Lightbits Labs and its quest to run NVMe over cheaper networks

Profile Lightbits Labs claims to have invented NVMe/TCP. This is a big claim but the early-stage startup has demonstrable product technology for running fast access NVMe-over-fabrics (NVMe-oF) across standard data centre LANs using TCP/IP.

Lightbits Labs was founded in 2015 by six Israeli engineers. The company is 50-strong and runs two offices in Israel and a third in Silicon Valley. The company has revealed no funding details – it is possibly owner-financed and/or has angel investment.  

It does not yet have a deliverable product but we anticipate it will come to market in 2019 with a hardware accelerator using proprietary VLSI or FPGA technology. These will work with commodity servers, Lightbits says, but we must wait for the product reveal to see how that pans out in practice. It seems reasonable to infer that a funding round is on the cards to cover the costs of the initial business infrastructure build-out. 

Lightbits Labs has considerable competition for an early-stage startup. The company is in competition with other attempts to run NVMe-oF across standard Ethernet, e.g. SolarFlare with kernel bypass technology and Toshiba with its Kumoscale offering. 
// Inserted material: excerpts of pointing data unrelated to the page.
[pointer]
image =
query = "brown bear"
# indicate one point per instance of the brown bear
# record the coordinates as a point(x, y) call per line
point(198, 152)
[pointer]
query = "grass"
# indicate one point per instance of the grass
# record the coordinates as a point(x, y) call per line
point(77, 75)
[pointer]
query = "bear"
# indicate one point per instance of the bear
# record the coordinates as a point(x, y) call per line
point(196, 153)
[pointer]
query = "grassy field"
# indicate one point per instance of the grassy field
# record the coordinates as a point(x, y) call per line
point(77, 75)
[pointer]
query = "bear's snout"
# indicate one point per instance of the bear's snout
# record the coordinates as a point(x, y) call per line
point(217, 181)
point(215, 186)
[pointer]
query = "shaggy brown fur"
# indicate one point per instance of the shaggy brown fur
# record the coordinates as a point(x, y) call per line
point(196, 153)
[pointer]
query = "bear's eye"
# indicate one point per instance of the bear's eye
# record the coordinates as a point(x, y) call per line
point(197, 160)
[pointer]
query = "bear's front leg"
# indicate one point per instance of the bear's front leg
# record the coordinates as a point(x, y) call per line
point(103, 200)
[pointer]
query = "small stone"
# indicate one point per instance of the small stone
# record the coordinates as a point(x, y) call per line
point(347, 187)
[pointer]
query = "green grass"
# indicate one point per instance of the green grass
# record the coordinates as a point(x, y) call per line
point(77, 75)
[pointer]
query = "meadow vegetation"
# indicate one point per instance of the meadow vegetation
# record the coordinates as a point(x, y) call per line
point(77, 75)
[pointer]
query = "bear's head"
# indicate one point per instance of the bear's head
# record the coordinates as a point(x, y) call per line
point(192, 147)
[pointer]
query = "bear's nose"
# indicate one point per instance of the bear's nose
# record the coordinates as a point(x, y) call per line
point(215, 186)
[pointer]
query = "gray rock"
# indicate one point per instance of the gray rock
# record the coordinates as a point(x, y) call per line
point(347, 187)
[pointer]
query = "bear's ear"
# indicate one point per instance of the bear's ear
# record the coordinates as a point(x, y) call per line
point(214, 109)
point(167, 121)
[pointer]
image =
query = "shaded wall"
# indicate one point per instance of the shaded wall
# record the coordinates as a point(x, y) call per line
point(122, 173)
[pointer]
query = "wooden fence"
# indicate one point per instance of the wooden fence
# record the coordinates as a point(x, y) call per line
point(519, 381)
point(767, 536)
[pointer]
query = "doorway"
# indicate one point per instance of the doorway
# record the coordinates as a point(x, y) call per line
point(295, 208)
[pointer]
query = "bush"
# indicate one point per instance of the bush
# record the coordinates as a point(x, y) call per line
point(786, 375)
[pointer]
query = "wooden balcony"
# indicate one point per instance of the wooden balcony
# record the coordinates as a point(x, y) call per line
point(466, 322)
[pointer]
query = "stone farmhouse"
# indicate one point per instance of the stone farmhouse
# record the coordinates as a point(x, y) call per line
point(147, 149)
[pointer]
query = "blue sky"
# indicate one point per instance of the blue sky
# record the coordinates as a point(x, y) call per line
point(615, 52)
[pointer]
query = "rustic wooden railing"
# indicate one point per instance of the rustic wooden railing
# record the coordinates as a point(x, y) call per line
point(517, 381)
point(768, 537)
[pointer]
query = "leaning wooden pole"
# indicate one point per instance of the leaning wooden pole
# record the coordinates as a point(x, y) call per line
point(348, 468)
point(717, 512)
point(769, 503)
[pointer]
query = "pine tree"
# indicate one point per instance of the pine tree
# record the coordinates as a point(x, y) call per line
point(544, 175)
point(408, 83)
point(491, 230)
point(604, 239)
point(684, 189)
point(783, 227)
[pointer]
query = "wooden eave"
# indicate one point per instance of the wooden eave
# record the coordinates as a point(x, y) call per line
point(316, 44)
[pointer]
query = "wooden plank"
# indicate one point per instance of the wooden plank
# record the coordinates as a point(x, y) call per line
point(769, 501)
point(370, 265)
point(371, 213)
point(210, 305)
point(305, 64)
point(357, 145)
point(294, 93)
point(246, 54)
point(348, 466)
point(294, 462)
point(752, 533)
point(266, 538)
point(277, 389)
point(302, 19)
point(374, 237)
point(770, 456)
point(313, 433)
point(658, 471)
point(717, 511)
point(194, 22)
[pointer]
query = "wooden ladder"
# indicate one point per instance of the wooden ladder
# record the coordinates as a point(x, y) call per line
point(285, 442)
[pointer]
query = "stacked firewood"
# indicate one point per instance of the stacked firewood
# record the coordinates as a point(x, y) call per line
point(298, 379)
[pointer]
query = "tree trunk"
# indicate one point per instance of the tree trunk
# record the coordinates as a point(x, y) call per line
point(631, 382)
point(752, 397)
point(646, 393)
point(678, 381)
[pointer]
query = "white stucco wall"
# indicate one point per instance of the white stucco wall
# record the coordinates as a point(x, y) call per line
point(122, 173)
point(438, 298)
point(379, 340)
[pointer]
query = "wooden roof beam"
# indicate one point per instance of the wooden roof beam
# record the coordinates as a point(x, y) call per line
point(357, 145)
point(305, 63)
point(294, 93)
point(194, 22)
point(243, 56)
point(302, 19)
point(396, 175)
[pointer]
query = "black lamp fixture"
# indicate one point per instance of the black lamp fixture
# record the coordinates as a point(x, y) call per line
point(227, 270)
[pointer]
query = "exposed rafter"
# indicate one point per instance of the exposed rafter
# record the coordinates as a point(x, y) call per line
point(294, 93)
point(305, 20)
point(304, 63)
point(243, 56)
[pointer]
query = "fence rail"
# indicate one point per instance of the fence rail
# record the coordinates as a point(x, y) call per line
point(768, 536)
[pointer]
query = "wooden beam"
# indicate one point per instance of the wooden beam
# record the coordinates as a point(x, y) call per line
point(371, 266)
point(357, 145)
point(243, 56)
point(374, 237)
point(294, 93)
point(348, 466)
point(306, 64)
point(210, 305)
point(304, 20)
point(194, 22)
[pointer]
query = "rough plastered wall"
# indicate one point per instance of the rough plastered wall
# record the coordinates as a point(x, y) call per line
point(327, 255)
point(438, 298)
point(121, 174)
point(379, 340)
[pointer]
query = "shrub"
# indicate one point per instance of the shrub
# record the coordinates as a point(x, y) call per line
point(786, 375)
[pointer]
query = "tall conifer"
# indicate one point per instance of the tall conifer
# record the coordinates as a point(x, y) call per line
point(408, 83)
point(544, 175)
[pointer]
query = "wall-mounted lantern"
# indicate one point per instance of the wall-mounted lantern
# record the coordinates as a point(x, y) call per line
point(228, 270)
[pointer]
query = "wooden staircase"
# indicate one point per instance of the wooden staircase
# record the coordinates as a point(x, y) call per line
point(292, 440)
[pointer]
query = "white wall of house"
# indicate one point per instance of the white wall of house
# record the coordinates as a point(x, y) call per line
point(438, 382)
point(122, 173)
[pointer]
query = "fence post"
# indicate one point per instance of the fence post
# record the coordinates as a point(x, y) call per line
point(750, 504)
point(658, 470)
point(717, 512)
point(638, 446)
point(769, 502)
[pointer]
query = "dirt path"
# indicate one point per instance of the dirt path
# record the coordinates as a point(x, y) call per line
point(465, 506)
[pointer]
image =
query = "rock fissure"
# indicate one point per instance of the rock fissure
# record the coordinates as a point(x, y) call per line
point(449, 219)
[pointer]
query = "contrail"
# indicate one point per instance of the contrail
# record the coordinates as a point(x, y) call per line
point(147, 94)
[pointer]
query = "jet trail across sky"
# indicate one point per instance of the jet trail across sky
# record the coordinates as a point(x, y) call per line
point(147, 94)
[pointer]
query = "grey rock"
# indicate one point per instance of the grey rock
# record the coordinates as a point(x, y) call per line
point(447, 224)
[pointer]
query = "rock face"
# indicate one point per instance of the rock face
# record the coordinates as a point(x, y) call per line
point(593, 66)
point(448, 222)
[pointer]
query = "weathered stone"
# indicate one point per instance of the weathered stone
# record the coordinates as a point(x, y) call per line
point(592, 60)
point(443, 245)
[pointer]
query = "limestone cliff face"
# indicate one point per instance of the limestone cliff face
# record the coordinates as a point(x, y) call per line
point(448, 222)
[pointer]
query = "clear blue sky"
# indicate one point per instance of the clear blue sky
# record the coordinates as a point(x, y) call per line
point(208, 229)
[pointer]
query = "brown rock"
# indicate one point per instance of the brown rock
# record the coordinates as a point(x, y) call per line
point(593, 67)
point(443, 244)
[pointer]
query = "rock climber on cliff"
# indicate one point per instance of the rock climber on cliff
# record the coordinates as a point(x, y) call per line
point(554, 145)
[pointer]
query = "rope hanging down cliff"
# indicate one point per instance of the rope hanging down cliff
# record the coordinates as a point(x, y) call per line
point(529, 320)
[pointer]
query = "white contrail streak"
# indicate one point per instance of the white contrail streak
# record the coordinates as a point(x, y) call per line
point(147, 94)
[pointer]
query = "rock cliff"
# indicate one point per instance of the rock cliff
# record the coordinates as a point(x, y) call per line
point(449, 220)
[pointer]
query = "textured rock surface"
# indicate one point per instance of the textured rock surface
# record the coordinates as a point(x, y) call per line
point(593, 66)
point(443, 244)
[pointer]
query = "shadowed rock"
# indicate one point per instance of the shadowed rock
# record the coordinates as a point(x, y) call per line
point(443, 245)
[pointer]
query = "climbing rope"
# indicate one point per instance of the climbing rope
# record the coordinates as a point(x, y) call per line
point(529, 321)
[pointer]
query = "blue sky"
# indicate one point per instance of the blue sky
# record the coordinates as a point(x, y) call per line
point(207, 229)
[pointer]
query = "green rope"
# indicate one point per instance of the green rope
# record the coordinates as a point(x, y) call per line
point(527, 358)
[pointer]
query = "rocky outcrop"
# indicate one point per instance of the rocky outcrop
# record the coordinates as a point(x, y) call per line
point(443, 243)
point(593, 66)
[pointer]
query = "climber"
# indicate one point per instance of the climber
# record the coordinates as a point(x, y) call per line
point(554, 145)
These companies are, in turn, up against NetApp, IBM and Pure Storage, which are developing competing technology that enables NVMe over standard Fibre Channel. 

Lightbit’s rivals are established and well-capitalised. For example, Solarflare, the smallest direct competitor, is 17 years-old and has taken in $305m in an improbable 24 funding rounds.

Lightbits, with a startup’s nimbleness and single-minded focus, may be able to develop its tech faster.  And of course we have yet to see what product or price differentiation the company may have to offer.

NVMe over TCP

Let’s explore in some more detail the problem that Lightbits is trying to solve. 

NVMe-oF radically reduces access latency to block data in shared array. But to date, expensive data centre-class Ethernet or InfiniBand has been required for network transport. 

By running NVMe-oF over a standard Ethernet LAN using TCP/IP its deployment and acquisition costs would be reduced.

NVMe is the protocol used to connect direct-attached storage, typically SSDs, to a host server’s PCIe bus. This is much faster, at say 120-150µs, than using a drive access protocol such as SATA or SAS. An NVMe explainer can be found here.

NVMe over Fabrics (NVME-oF) extends the NVMe protocol to shared, external arrays using a network transport such as lossless Ethernet, with ROCE, and InfiniBand, with iWARP.

Both are expensive and fast, with remote direct memory access speeds; think 100-120µs latency. Running NVMe-oF across a TCP/IP transport adds 80 – 100 microseconds of latency compared to ROCE and iWARP, but the net result is much faster than iSCSI or Fibre Channel access to an external array; think <200µs compared to >100,000µs.

Lightbits Labs system

Lightbits maps the many parallel NVMe I/O queues to many parallel TCP/IP connections. It envisages NVMe-over TCP as the NVMe migration path for iSCSI.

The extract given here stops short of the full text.